A New York Times photographer struck an NYPD traffic agent with his car and then fled in Gramercy on the morning of October 10, 2014. Luckily, the traffic agent was able to chase the driver down and detain him until cops arrived.
According to reports, the 56-year-old traffic agent was working at East 23rd Street and First Avenue around 8:30 a.m., when the photographer's car clipped him and continued to East 25th Street. After a short two-block chase, the perpetrator was arrested and charged with obstructing governmental administration and leaving the scene of an accident.
New York law requires all motorists involved in a crash to stop and remain at the scene of the accident, regardless of whose fault the collision was. Moreover, the law also requires motorists to exchange driver's licenses, insurance, and other pertinent information with the other parties involved. Bottom line: it is illegal to leave the scene of an accident.

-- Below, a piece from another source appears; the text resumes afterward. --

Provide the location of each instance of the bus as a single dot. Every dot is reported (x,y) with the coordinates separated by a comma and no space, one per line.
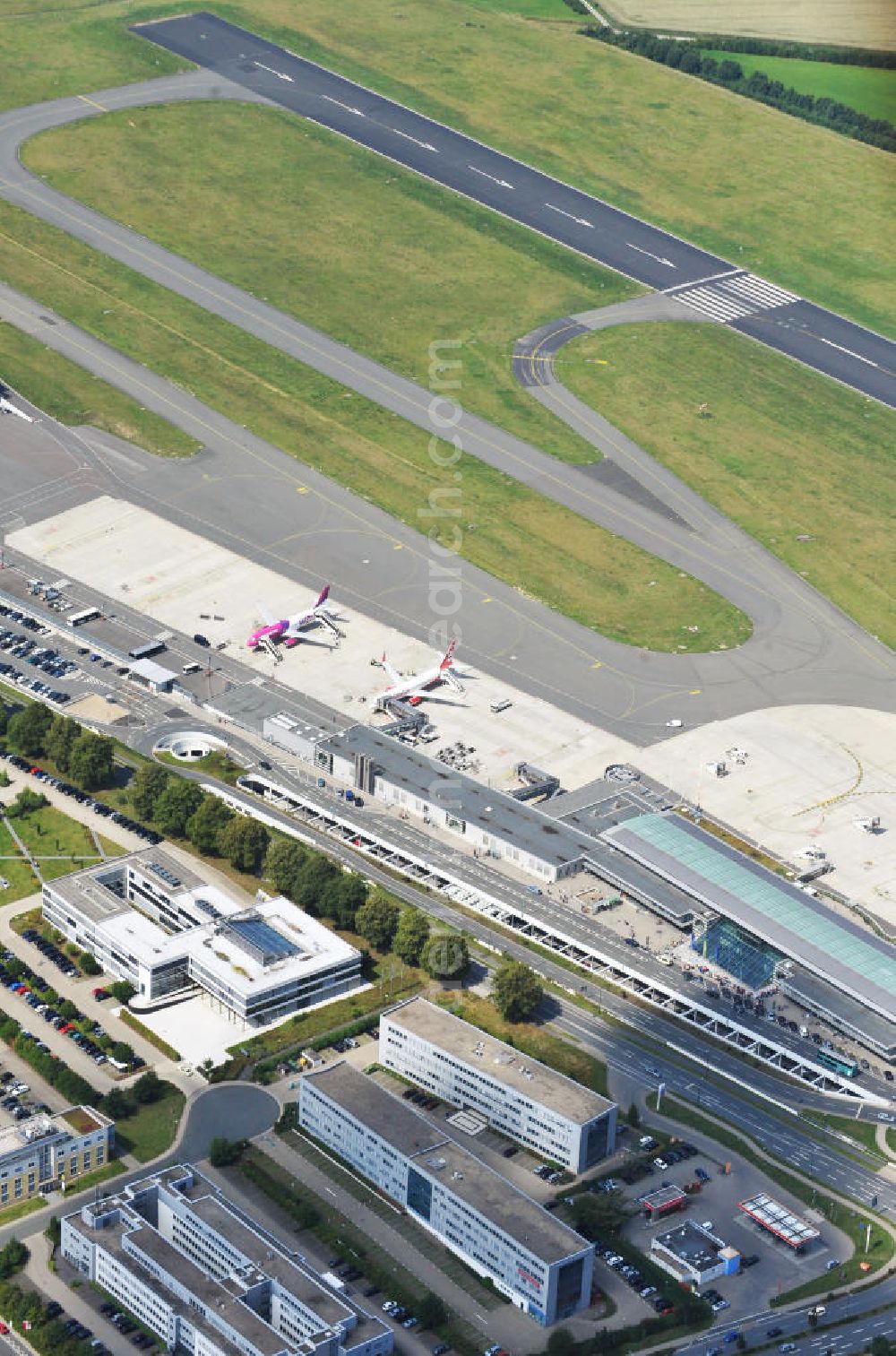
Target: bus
(840,1063)
(77,618)
(152,647)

Hit-and-run accident victims suffer because they tend to face significant expenses and losses such as medical costs and lost income as a result of having to take time away from work. Despite not being able to identify a perpetrator of a hit-and-run accident, there are still a number of ways to recover money for injuries sustained.
One avenue of recovery is that victims of hit-and-run crashes or their loved ones may be able to seek compensation from the uninsured motorist clause of their own auto insurance policy or from a quasi-state agency.